Cúcuta Deportivo 2007
Camisetototota. Así es. Esta prenda de Rubén Darío Bustos ha hecho que más de una vez se me abran las agallas, pues me han ofrecido mucha plata por ella. Incluso, el mismo jugador me ofreció una gran suma de dinero, que por supuesto, y por el amor al equipo, rechacé. Fue con la que jugó frente a Toluca, en México, en donde el cuadro motilón cayó derrotado 2-0 a mano de los mexicanos pero avanzó a los cuartos de final de la competencia debido al 5-1 en la ida jugada en el estadio General Santander. 

Toluca 2007
Esta camisa se comió cinco goles. Carlos Morales, titular en dicho partido, que fue el primero en el remodelado estadio General Santander, la usó esa terrible noche en la que el once mexicano se fue goleado. Debo decir que ese día estuve en el estadio. Me pegué, por amor al equipo, un viaje en bus por más de 15 horas para ver el partido y apenas salí me volví a montar al bus. Los cinco goles pagaron cualquier esfuerzo. Y eso que empezamos perdiendo con gol de Ignacio 'Nacho' Scocco. 
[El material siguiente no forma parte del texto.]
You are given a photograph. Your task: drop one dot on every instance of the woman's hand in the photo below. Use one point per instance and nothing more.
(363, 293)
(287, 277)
Nacional de Montevideo 2007
Aunque Marcelo Tejera, dueño de esta prenda, no jugó contra el Cúcuta en el juego de ida de los cuartos de final de la Copa, con esta camisa fue al banco de suplentes. 

Boca Juniors 2007
Este fue un regalo que me hizo Salvador Sánchez, utilero del Cúcuta, el día que fui a hacerle una entrevista para el diario La Opinión de Cúcuta. Fue con la que Jesús Dátolo calentó la banca en la Bombonera, en donde luego de caer 3-0 frente a Boca Juniors, terminaron las ilusiones del equipo rojinegro en la Libertadores. 


 Santos F.C. 2008
A pesar de que Alemao era muy joven en esa época y no era titular, con esta prenda estuvo a la espera de poder ingresar al campo de juego en el General Santander. 


Caracas 2009
Las camisas de los jugadores de Norte de Santander me enloquecen. Esta es una de ellas. La usó Jaime Bustamante en la edición 50 de la Copa Santander Libertadores. Lo mejor, es el parche conmemorativo por el aniversario del torneo. Y claro, la propaganda de Polar y Diablitos Under Wood, clásicos para cualquier habitante de la frontera colombo-venezolana. 

Jorge Wilstermann 2011
Mi amigo Luis 'Morumbí' Zapata tuvo este detallazo conmigo. Un día, me hizo llegar a mi casa esta prenda, que fue con la que jugó la Copa del 2011 con el equipo boliviano. Fue imposible encontrar foto, pero seguro algún día la conseguiré con 'Lucho'. Además de todo, está firmada con dedicatoria especial. 

Cúcuta Deportivo (Hincha)
No la podía dejar por fuera. Es, junto a la Adidas de 2011 de Colombia, la única que uso. Esta me la pongo cada vez que viajo al exterior y tengo fotos increíbles en algunos lugares del mundo con la rojinegra. Además, la use cada una de las noches en que el Cúcuta Deportivo jugó en la edición del 2007. Esta si es la prenda del recuerdo.